Dos tiros de fusil le respondieron. Los dos valientes jóvenes habían comenzado el fuego, y sus balas debieron de hacer blanco, porque a los disparos siguieron rabiosos alaridos y gritos de dolor.
—¡Huíd!—gritó Van-Stael.
—Aún no, tío—dijo Cornelio—. Tira al centro de las filas, Hans, y no desperdicies las balas.
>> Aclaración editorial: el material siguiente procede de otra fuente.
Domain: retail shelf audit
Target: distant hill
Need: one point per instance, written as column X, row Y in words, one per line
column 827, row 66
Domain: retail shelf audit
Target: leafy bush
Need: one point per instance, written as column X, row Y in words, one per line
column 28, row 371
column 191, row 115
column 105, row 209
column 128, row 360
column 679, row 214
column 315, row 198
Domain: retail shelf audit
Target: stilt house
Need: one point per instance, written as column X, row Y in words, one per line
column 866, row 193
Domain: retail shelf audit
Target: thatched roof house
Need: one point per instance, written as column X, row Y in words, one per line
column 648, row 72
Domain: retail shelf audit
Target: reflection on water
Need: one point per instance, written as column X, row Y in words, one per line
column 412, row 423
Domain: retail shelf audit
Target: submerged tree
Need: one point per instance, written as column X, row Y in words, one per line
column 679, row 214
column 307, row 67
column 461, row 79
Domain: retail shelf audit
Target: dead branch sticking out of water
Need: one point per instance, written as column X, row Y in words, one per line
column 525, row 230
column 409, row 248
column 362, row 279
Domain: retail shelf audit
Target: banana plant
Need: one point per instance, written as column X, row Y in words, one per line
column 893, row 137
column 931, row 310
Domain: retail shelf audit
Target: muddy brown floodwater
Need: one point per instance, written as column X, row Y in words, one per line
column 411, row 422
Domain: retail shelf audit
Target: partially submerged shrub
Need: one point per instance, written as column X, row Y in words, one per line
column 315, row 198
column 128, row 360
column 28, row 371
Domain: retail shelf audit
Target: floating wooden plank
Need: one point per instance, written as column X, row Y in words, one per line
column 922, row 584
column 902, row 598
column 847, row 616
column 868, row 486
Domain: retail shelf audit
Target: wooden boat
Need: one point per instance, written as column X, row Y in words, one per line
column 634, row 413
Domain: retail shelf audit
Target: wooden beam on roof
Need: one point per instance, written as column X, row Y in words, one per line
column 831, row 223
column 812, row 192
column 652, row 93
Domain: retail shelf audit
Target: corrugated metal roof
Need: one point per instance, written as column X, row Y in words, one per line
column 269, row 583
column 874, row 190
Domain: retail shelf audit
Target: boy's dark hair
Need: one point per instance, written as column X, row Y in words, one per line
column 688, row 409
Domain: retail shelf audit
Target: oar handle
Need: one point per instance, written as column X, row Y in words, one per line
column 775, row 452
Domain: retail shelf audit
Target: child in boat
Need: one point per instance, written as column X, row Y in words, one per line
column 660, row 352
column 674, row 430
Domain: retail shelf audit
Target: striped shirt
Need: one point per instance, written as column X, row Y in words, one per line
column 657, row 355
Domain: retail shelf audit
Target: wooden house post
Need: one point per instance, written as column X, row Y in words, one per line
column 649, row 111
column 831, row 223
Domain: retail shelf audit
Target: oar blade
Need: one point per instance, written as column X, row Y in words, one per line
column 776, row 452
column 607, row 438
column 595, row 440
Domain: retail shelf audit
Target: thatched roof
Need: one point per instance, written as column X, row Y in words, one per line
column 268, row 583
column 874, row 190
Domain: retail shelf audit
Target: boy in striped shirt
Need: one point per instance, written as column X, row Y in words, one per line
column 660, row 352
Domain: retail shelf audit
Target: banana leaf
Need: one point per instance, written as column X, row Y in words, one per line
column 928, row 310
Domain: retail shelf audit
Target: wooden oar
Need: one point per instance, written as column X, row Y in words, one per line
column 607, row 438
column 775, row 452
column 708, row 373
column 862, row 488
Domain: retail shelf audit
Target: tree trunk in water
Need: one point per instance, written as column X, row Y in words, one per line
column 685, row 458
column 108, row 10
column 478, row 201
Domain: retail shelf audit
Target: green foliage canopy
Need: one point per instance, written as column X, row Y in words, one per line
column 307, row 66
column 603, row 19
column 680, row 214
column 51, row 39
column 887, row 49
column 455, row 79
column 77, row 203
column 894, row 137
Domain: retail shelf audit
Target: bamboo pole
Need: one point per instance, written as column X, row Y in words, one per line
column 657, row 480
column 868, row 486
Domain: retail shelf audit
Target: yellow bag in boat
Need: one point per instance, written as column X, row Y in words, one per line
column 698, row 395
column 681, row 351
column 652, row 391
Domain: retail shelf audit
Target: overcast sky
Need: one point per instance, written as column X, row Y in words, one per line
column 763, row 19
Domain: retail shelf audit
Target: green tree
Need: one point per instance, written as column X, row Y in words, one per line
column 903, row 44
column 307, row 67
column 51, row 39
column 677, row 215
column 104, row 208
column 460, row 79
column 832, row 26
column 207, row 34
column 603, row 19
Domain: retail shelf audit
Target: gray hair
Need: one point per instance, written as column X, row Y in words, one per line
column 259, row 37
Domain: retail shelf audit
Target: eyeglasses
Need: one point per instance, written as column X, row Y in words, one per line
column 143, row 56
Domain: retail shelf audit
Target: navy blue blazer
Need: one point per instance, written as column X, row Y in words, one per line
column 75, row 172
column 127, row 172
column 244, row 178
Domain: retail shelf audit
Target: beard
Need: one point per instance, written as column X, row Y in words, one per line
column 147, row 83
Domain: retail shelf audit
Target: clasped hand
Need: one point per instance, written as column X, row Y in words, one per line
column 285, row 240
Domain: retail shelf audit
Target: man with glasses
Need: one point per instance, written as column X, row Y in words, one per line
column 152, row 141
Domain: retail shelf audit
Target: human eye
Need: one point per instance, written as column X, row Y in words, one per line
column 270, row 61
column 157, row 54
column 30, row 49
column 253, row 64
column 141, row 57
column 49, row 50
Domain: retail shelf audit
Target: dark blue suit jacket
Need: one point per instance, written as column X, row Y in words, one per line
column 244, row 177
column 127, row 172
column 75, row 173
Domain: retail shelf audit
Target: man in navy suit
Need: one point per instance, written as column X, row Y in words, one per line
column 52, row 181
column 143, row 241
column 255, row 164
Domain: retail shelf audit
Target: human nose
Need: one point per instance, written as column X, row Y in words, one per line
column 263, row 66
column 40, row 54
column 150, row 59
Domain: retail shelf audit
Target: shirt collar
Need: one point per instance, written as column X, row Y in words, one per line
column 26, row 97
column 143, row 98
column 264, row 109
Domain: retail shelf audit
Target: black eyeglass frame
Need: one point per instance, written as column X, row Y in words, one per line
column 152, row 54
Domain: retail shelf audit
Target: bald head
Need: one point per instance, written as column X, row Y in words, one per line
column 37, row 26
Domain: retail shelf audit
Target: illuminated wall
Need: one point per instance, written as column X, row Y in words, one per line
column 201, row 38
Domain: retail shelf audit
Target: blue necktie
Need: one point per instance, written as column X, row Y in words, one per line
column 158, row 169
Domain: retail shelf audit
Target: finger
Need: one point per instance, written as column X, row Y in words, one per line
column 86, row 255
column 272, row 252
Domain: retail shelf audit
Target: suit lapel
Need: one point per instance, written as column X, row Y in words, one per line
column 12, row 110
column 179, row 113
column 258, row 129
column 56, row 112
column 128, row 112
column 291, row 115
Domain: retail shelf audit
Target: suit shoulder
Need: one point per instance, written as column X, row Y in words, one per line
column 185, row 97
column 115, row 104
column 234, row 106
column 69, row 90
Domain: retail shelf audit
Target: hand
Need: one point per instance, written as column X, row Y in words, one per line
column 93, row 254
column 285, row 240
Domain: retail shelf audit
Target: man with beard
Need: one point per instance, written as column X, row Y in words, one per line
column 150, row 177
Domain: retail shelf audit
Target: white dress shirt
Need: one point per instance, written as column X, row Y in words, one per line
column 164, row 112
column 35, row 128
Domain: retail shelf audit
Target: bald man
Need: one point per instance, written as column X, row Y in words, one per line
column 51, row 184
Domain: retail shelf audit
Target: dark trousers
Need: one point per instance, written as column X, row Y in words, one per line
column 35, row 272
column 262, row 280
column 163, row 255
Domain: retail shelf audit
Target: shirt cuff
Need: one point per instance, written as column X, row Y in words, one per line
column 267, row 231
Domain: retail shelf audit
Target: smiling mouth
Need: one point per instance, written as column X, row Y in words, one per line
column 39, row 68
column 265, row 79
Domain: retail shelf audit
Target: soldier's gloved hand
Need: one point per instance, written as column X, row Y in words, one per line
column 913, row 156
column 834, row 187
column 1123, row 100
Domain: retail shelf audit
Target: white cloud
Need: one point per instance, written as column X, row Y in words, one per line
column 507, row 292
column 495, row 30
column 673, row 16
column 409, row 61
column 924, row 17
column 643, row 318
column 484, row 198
—Están sólo a cien pasos, y los veo muy bien, Cornelio.
—¡Fuego, pues!
Un momento después resonaron otros dos disparos. Los alaridos de los australianos les hicieron ver que también habían acertado en su puntería, poniendo a dos enemigos más fuera de combate.
Los dos jóvenes retrocedieron precipitadamente, cargando los fusiles, y llegaron adonde estaban el Capitán y el piloto, los cuales no habían abandonado la caldera.
—¿Estáis heridos?—les preguntó Van-Stael.
—No, a Dios gracias—respondieron.
—Poneos fuera del alcance de los bomerang. ¿Está lejos la bahía?
—Estamos ya muy cerca; pero empieza a clarear. Las estrellas brillan ya muy poco—dijo Hans.
—¡Un último esfuerzo, Van-Horn!
—Soy de hierro, Capitán.
—¡Helos ahí!—exclamó Cornelio—. ¡A mí, Hans!